Solving The Puerto Rico Debt Crisis: Policy Priorities

Puerto Rico’s current crisis has been years in the making and is not limited solely to the public debt overhang. At the core of the current predicament is a deteriorated development model and economic institutions that have hindered growth. Thus, any solution enacted by the federal government must provide a workable process conducive to a comprehensive restructuring of the debt and recognize the multifaceted nature of the crisis. Following are the priorities identified by the Center for a New Economy to address the crisis:

  1. BROAD RESTRUCTURING AUTHORITY

If Puerto Rico does not address its debt overhang problem effectively, it will be unable to attract the private capital necessary to generate sustainable economic growth in the future. Thus, it is important that the bill provide for a workable and viable mechanism conducive to broad restructuring of the public debt.

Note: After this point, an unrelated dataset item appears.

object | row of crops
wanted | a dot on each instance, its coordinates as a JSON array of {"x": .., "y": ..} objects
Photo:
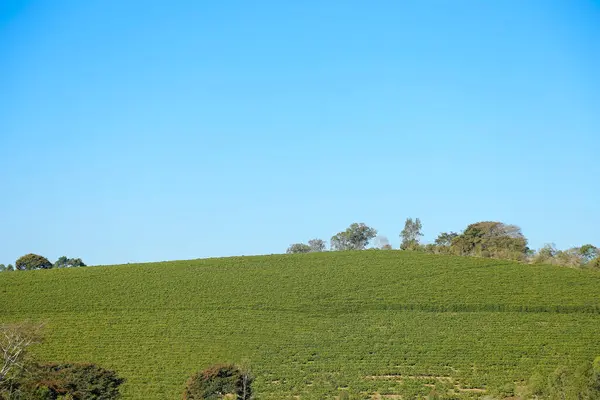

  1. SCOPE OF THE OVERSIGHT

A Federal Fiscal Control/Oversight Board for Puerto Rico solely focused on imposing “quick fixes” and addressing public debt issues runs the risk of failing to solve the crisis. If Congress wants to avoid facing the same predicament in 5 or 10 years, any solution crafted in the current juncture must ensure the long-term transformation of the island’s fiscal and development institutions and have the support of diverse stakeholders in Puerto Rico.

  1. SHORT-TERM ECONOMIC AND FISCAL STABILIZATION

Congress should consider enacting short-term measures to stabilize the island’s fiscal and economic situation.  We suggest that Congress gradually treat Puerto Rico as a state with respect to Medicaid funding over the next ten fiscal years and propose a scale of decreasing wage subsidies in the form of a tax credit against the employer portion of the federal payroll tax.

  1. ECONOMIC GROWTH

We recommend creating a federal joint task force or working group to collaborate with an Economic Growth Commission to be set up in Puerto Rico with representatives from the island’s civil society, business sector, labor unions, government, and academia, to develop a medium-term economic growth strategy for the island.